In Noah Lukeman's The First Five Pages, he devoted an entire chapter to hooks. (Chapter 14, if you're reading along.) Literary agent Donald Maass talks about hook in Writing the Breakout Novel. In fact, you'd be hard-pressed to find any credible book on writing that didn't address The Hook.

But the term 'hook' is thrown about pretty generously. Hooks open chapters, end chapters, begin paragraphs and generally appear throughout a novel. They're what keep us reading when we're really too tired to do so. We just can't put the book down, darn hooks!

What concerned me about my manuscript was not the hooks that appear throughout my story. It was THE HOOK. That one element that makes my book The One someone will want to read. It's what pulls readers in even before they decide to purchase the book. It's the bait that gets them committed to spending hours of their precious time immersed in the story.

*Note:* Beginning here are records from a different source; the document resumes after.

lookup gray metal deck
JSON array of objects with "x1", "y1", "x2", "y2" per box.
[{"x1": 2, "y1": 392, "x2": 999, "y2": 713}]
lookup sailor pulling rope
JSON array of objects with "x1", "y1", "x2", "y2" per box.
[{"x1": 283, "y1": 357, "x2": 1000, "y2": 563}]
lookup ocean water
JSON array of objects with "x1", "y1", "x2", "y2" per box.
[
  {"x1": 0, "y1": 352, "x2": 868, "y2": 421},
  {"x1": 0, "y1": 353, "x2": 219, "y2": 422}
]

A hook is sometimes apparent in a title. For example, Nathan says Snakes on a Plane reveals the movie's hook. Quest? Get the snakes off the plane. Conflict? Ahem, snakes + plane. Conflict, natch. In Moneyball, the hook is: Baseball manager on a budget takes an unprecedented approach to building a winning team. Showtime's Dexter has a unique hook: A Miami police forensics expert moonlights as a vigilante serial killer. Dexter's quest? Catch and kill criminals. Conflict: keeping those close to him from finding out what he does after hours.

For me, my hook was present in the story; it just didn't become known until chapter four. Maybe even five. So making my story's hook stronger simply meant moving chapters around (and tweaking the details) so that the hook now appears in chapter two--the beginning of chapter two. And who knows? Before I'm done, it might become chapter one.

For now the challenge continues: keeping the reader involved in the story so that he or she stays with it. The only way to do that is to raise the conflict, keeping the line taut. And as a result, land my fish once he's caught--all the way to the end.

1 comment:

  1. Love this post! And you're right--even when the hook is apparent to the author it has to grab the reader early. MUCH easier said than done. Good post!